Knowledge management strategy: an honest overview

Knowledge management strategy: an honest overview

February 17, 2022

Andrea Di Stefano

Technology Research Analyst

Those of you who have ever had the pleasure of reading the Divine Comedy might remember Canto XXVI, one of the most famous and fascinating sections of Dante's journey through the Nine Circles of Hell. During this passage, Ulysses tells Dante about his dramatic journey to cross the legendary Pillars of Hercules and venture into the unknown.

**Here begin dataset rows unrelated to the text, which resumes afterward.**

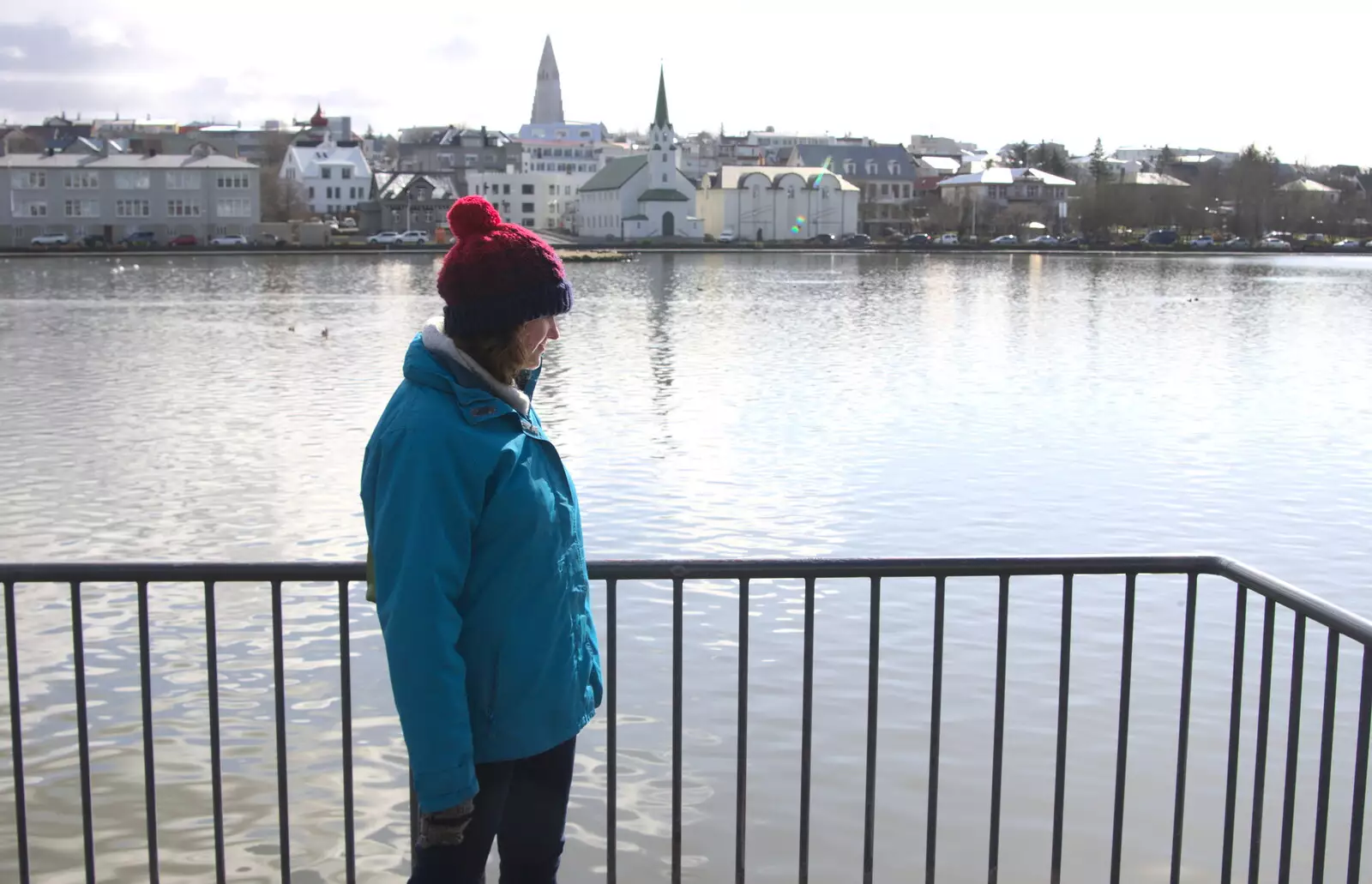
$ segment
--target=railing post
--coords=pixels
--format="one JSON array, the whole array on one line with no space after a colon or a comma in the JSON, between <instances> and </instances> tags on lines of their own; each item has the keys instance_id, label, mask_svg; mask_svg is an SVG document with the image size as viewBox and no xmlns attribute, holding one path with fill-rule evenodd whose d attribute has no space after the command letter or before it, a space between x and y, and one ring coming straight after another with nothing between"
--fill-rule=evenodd
<instances>
[{"instance_id":1,"label":"railing post","mask_svg":"<svg viewBox=\"0 0 1372 884\"><path fill-rule=\"evenodd\" d=\"M71 653L77 679L77 751L81 762L81 846L86 884L95 884L95 830L91 817L91 730L85 703L85 640L81 623L81 582L71 581Z\"/></svg>"},{"instance_id":2,"label":"railing post","mask_svg":"<svg viewBox=\"0 0 1372 884\"><path fill-rule=\"evenodd\" d=\"M10 751L14 766L14 821L19 884L29 884L29 813L23 795L23 726L19 712L19 636L14 625L14 581L4 582L4 645L10 670Z\"/></svg>"}]
</instances>

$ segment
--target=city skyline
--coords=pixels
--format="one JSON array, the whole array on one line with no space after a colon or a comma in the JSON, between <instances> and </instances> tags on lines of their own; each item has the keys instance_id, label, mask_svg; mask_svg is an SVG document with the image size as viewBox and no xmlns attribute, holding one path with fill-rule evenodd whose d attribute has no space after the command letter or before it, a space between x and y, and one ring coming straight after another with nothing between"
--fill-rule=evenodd
<instances>
[{"instance_id":1,"label":"city skyline","mask_svg":"<svg viewBox=\"0 0 1372 884\"><path fill-rule=\"evenodd\" d=\"M322 103L327 114L351 115L359 132L517 130L552 37L567 118L612 129L646 128L663 65L682 136L771 125L885 143L938 135L989 150L1051 140L1078 154L1096 137L1107 150L1257 143L1288 162L1372 165L1349 104L1357 89L1338 88L1360 82L1354 55L1314 45L1290 27L1297 16L1262 7L1179 21L996 3L915 15L874 3L860 25L740 11L700 27L679 11L568 15L539 0L528 5L513 25L480 10L335 16L254 1L232 16L187 15L156 0L5 10L0 117L119 113L259 125L305 118ZM1361 27L1372 12L1339 21ZM401 73L386 73L391 66Z\"/></svg>"}]
</instances>

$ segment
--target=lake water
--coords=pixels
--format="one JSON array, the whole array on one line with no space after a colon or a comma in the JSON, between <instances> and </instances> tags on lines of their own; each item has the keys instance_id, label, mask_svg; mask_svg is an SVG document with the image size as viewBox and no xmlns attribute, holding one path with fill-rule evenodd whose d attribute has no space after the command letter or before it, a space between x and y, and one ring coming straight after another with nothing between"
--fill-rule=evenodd
<instances>
[{"instance_id":1,"label":"lake water","mask_svg":"<svg viewBox=\"0 0 1372 884\"><path fill-rule=\"evenodd\" d=\"M439 312L436 259L0 259L0 560L357 559L362 447ZM536 402L593 557L1216 550L1372 611L1372 261L1358 257L645 255L572 265ZM328 335L324 336L324 329ZM622 586L620 880L670 855L670 586ZM287 586L296 881L343 876L333 588ZM597 589L604 601L604 593ZM796 874L801 588L752 593L749 880ZM403 880L405 756L354 588L358 868ZM737 592L686 593L687 879L733 880ZM1184 586L1139 583L1124 880L1165 881ZM84 596L102 881L147 879L133 588ZM1065 881L1106 880L1122 581L1080 579ZM213 868L200 590L152 592L163 880ZM859 880L867 589L820 583L811 880ZM940 881L985 880L995 586L949 583ZM1244 782L1251 782L1257 634ZM29 832L81 880L66 588L19 590ZM1059 582L1010 608L1002 880L1048 880ZM878 880L923 869L932 586L882 608ZM1185 876L1218 868L1232 586L1202 583ZM270 605L220 590L229 877L276 880ZM602 625L604 630L604 625ZM1345 642L1331 880L1358 663ZM1290 674L1268 774L1276 868ZM1324 630L1308 642L1297 869L1309 869ZM8 708L8 707L7 707ZM15 869L8 714L0 879ZM602 722L580 743L565 880L604 866ZM1240 788L1247 844L1249 785ZM1240 851L1246 855L1246 851ZM1244 873L1246 862L1238 870ZM1297 877L1301 877L1298 874Z\"/></svg>"}]
</instances>

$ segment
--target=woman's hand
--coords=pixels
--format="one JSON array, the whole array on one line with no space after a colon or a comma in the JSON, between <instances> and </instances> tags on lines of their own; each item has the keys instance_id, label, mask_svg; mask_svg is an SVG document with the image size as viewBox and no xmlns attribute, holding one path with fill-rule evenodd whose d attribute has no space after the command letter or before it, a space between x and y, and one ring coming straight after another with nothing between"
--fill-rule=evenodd
<instances>
[{"instance_id":1,"label":"woman's hand","mask_svg":"<svg viewBox=\"0 0 1372 884\"><path fill-rule=\"evenodd\" d=\"M476 806L466 800L457 807L424 814L420 817L420 837L414 841L414 848L461 844L475 810Z\"/></svg>"}]
</instances>

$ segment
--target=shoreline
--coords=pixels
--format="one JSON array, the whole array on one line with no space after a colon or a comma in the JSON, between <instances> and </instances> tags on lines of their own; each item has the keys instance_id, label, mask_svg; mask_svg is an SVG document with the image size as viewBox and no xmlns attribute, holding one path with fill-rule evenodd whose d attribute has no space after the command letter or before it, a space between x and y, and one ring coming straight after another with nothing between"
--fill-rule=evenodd
<instances>
[{"instance_id":1,"label":"shoreline","mask_svg":"<svg viewBox=\"0 0 1372 884\"><path fill-rule=\"evenodd\" d=\"M611 262L628 261L639 254L797 254L797 255L874 255L874 254L1033 254L1033 255L1177 255L1195 258L1216 258L1228 255L1364 255L1372 257L1372 248L1357 250L1338 248L1292 248L1280 251L1272 248L1140 248L1131 246L1117 247L1030 247L1030 246L991 246L989 243L963 246L885 246L874 244L864 248L845 248L842 246L753 246L753 244L719 244L719 243L681 243L681 244L653 244L627 246L624 243L550 243L565 262ZM443 255L447 246L287 246L287 247L161 247L161 248L44 248L44 247L4 247L0 248L0 258L155 258L174 255L357 255L357 257L386 257L386 255Z\"/></svg>"}]
</instances>

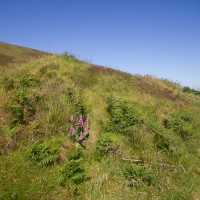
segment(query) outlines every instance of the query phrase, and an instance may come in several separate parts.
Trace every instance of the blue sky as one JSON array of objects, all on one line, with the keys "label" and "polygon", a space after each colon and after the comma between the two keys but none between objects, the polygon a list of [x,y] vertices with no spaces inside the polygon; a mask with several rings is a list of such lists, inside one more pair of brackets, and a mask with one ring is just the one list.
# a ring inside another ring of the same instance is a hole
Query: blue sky
[{"label": "blue sky", "polygon": [[0,41],[200,88],[200,0],[2,0]]}]

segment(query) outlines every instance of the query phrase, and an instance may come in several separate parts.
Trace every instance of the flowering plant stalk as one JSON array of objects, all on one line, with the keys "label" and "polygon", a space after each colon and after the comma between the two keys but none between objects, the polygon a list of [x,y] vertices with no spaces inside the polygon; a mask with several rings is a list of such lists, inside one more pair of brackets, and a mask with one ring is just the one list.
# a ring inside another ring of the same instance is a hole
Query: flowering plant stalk
[{"label": "flowering plant stalk", "polygon": [[76,121],[73,116],[70,117],[70,133],[71,137],[78,143],[82,144],[84,140],[88,139],[89,137],[89,121],[90,118],[83,119],[82,115]]}]

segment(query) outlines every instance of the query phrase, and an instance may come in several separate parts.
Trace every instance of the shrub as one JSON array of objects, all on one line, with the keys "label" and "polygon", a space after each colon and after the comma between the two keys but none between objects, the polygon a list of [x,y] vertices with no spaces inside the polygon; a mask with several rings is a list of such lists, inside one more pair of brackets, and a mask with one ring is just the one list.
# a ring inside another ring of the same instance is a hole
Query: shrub
[{"label": "shrub", "polygon": [[154,183],[155,174],[149,167],[132,164],[124,170],[125,178],[129,181],[129,186],[139,187],[142,183],[151,185]]},{"label": "shrub", "polygon": [[15,88],[15,81],[12,78],[5,78],[3,80],[3,86],[6,90],[12,90]]},{"label": "shrub", "polygon": [[102,133],[96,142],[96,157],[102,158],[105,155],[116,152],[118,145],[111,138],[110,133]]},{"label": "shrub", "polygon": [[35,143],[29,148],[29,158],[40,166],[47,166],[59,159],[58,149],[45,144]]}]

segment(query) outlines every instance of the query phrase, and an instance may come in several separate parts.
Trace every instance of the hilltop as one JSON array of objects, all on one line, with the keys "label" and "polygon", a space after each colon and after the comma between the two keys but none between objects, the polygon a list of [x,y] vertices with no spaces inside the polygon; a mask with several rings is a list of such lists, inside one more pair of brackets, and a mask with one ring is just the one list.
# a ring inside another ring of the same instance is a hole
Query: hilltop
[{"label": "hilltop", "polygon": [[0,199],[199,197],[200,98],[178,83],[65,53],[4,71],[0,102]]},{"label": "hilltop", "polygon": [[0,67],[14,67],[49,55],[52,53],[0,42]]}]

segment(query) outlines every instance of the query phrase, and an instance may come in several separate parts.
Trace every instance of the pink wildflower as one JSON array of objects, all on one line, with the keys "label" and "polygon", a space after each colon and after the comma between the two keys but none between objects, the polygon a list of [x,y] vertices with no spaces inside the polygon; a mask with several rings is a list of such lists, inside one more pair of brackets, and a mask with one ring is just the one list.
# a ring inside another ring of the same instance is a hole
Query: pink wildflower
[{"label": "pink wildflower", "polygon": [[83,135],[81,134],[79,137],[79,141],[82,141],[82,140],[83,140]]},{"label": "pink wildflower", "polygon": [[72,127],[70,128],[70,132],[71,132],[72,136],[75,135],[75,130]]},{"label": "pink wildflower", "polygon": [[83,118],[82,118],[82,116],[80,116],[80,119],[78,120],[78,125],[80,125],[81,127],[83,126]]},{"label": "pink wildflower", "polygon": [[88,131],[88,130],[89,130],[89,126],[87,124],[86,127],[85,127],[85,131]]},{"label": "pink wildflower", "polygon": [[74,122],[74,117],[73,117],[73,115],[70,117],[70,121],[71,121],[71,122]]}]

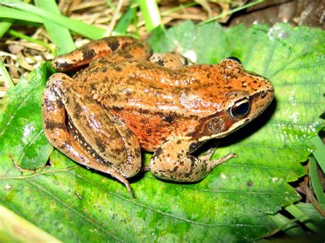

"You were not made to live your lives as brutes, but to be followers of worth and knowledge", are his last words to an exhausted and frightened crew before their ship is engulfed by the stormy sea. Obviously, comparing the pursuit of knowledge in a business scenario to Ulysses' tragic adventure might sound hyperbolic. After all, although onboarding actually refers to a naval term, the training of new employees rarely ends in a shipwreck.

However, acquiring and transmitting information or know-how in a corporate setting can be really challenging, as many employees may testify after feeling confused and guideless from a general lack of knowledge sharing and communication, just like a sailor navigating without a map. And here comes the importance of identifying and adopting a suitable knowledge management strategy in any enterprise. Let's define this concept and delve into its potential benefits, together with the obstacles you might find when tapping into educational software development.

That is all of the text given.